Tim Kneale

Personal information
- Full name: Timothy Kneale
- Nationality: Great Britain
- Born: 16 October 1982 (age 43) Douglas, Isle of Man
- Height: 1.87 m (6 ft 1+1⁄2 in)
- Weight: 85 kg (187 lb)

Sport
- Sport: Shooting
- Event: Double trap (DT150)
- Club: Nuthampstead Shooting Club
- Coached by: Martin Barker

Medal record
Men's shooting
Representing the Isle of Man
Commonwealth Games
| Silver medal – second place | 2018 Gold Coast | Double trap |
| Bronze medal – third place | 2010 Delhi | DT150 |
Representing Great Britain
World Championships
| Silver medal – second place | 2015 Lonato | DT150 |

= Tim Kneale =

Manx sport shooter (born 1982)

Timothy Kneale (born 16 October 1982 in Douglas, Isle of Man) is a Manx sport shooter who specializes in the double trap. He is the current world record holder for the event, having scored 148 out of 150 at the 2014 ISSF World Cup meet in Munich, Germany. Apart from his world-record feat, Kneale has won two medals in a major international competition, a silver at the 2015 World Shotgun Championships and a bronze as a representative of the Isle of Man team at the 2010 Commonwealth Games in Delhi, India.

==Career==
Born and raised in the Isle of Man, Kneale spent most of his childhood as a sporting enthusiast, representing the nation in cricket and also captaining the men's under-nineteen rugby team. After suffering a fractured leg which left him unable to play rugby at age eighteen, Kneale took up shooting more seriously, and eventually tried his hand at double trap. Although he began the sport, as a 16-year-old teen, in an international meet, Kneale set his shooting history as a member of the British national team in 2002. At that time, he helped his fellow shooters secure a bronze medal in a team event at the ISSF World Championships in Lahti, Finland.
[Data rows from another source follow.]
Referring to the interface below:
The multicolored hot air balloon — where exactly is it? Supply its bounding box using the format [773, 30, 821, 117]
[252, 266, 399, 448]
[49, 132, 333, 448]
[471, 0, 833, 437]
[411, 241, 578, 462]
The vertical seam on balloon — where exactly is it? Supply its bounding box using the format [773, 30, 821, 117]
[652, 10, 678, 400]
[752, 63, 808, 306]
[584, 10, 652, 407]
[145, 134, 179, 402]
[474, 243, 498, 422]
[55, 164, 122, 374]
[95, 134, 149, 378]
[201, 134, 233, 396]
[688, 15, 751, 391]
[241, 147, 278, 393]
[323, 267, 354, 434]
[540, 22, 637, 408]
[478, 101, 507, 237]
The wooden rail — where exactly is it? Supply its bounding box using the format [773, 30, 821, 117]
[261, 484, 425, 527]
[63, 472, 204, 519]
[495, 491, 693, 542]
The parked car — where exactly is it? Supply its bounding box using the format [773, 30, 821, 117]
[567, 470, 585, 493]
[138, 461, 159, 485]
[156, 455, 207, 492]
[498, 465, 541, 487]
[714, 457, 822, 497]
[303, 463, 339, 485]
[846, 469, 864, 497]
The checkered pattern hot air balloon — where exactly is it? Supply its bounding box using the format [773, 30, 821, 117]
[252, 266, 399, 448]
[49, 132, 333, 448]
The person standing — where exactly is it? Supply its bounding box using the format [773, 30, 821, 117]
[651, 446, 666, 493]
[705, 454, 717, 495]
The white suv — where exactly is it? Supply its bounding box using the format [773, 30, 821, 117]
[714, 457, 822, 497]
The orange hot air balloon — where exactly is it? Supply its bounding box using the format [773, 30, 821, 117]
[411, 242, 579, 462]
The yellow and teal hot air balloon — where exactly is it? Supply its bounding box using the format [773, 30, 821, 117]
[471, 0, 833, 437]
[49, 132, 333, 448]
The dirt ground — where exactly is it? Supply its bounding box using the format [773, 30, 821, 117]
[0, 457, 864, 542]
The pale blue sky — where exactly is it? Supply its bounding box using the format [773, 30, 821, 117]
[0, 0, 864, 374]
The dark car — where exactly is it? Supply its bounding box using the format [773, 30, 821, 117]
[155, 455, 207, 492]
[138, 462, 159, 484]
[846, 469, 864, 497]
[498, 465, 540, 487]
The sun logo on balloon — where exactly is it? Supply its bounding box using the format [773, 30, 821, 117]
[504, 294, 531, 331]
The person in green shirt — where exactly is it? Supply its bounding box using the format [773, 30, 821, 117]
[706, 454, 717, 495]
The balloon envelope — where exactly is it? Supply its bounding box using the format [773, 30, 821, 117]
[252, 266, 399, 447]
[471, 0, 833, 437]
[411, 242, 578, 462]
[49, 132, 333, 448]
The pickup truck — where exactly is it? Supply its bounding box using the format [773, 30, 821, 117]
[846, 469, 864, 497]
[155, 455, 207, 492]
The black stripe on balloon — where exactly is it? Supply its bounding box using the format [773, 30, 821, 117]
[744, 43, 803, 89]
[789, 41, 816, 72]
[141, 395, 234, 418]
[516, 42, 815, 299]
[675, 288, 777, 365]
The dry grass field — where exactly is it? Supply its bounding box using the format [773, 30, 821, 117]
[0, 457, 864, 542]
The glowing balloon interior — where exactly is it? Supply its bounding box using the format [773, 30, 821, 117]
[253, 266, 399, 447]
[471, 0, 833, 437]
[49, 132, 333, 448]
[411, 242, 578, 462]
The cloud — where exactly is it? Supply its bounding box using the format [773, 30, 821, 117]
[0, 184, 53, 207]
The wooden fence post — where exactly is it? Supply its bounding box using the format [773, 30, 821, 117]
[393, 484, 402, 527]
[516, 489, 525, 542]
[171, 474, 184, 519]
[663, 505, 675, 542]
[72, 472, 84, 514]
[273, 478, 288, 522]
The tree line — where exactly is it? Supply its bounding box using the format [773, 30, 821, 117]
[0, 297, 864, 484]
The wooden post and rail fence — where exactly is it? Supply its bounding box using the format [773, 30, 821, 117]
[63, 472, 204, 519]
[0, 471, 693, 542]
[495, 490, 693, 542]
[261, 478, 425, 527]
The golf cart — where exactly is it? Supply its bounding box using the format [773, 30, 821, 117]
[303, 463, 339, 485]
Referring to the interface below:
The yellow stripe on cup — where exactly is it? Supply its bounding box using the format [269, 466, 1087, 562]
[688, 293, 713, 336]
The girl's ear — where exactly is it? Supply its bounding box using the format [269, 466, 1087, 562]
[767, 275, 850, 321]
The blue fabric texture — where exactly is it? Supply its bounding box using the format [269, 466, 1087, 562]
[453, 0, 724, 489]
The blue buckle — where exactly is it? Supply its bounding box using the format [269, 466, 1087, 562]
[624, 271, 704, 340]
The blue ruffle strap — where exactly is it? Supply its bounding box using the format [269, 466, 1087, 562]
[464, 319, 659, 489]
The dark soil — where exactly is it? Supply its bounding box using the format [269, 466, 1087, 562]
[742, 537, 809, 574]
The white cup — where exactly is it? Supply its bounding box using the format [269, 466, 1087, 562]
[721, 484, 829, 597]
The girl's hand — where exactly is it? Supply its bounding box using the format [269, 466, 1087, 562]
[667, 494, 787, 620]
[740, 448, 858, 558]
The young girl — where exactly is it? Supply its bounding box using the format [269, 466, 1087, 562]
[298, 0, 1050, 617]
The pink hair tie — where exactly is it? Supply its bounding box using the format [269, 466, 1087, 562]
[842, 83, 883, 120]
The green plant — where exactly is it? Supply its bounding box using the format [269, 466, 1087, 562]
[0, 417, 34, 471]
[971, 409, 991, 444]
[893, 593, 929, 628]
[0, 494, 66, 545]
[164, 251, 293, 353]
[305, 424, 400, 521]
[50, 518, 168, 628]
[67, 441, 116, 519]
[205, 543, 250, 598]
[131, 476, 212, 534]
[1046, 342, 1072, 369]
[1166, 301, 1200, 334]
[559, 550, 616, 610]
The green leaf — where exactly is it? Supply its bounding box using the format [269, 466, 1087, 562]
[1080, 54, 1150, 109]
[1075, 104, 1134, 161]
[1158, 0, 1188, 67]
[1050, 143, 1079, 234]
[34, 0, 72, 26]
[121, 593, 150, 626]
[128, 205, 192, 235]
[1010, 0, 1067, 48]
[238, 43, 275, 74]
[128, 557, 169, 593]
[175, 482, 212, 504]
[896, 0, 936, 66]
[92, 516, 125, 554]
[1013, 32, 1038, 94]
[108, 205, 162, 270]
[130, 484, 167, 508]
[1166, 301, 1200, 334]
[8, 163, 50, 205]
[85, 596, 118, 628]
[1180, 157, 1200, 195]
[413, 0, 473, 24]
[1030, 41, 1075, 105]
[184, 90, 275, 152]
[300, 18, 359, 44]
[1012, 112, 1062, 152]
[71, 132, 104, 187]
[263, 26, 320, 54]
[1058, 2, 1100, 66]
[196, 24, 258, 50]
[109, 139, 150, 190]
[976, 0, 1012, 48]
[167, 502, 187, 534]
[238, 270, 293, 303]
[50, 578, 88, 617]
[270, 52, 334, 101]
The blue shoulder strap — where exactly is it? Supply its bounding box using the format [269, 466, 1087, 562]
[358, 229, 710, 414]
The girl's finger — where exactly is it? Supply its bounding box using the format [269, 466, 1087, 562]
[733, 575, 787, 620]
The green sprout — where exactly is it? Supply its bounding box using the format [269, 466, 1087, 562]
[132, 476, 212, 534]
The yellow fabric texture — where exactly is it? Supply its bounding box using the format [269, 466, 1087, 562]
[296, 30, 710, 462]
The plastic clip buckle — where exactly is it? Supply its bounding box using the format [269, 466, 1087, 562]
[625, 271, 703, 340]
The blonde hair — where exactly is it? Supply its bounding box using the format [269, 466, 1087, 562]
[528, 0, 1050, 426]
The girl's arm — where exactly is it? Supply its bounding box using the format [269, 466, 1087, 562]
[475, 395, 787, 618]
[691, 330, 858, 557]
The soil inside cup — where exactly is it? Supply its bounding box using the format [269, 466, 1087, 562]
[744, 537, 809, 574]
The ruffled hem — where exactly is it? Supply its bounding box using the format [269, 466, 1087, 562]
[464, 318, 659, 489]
Kneale's marksmanship prominence, however, did not occur until 2010, when he claimed his first individual double trap medal at the Commonwealth Games in Delhi, India, prevailing over 17-year-old junior world champion Asher Noria in a shoot-off 6–5 for the bronze.

At the 2014 ISSF World Cup meet held in Munich, Germany, Kneale attained a massive score of 148 out of 150 targets to establish a new world record for the men's double trap, but fell short to Jeffrey Holguin of the United States in a bronze-medal shoot-off 28–26. Following his tremendous world-record feat, Kneale had been given the honor to lead the Isle of Man delegation at the opening ceremony of the 2014 Commonwealth Games in Glasgow, Scotland. There, he finished twelfth in the double trap with 120 clay pigeons, and failed to advance to the final, missing a chance to improve on his third-place effort four years earlier.

The 2015 season witnessed a medal redemption for Kneale, as he earned a silver in the men's double trap at the World Shotgun Championships in Lonato, Italy, losing the title to Russia's Vasily Mosin in the gold medal match 26 clays to 29. With his runner-up finish, Kneale has been selected to represent Great Britain at his Olympic debut in Rio 2016.

Tim Kneale has won the Isle of Man's first medal at 2018 Commonwealth Games in Australia in the double trap shooting event. He finished with a score of 70 in the final - four targets behind Scotland's David McMath with India's Ankur Mittal third.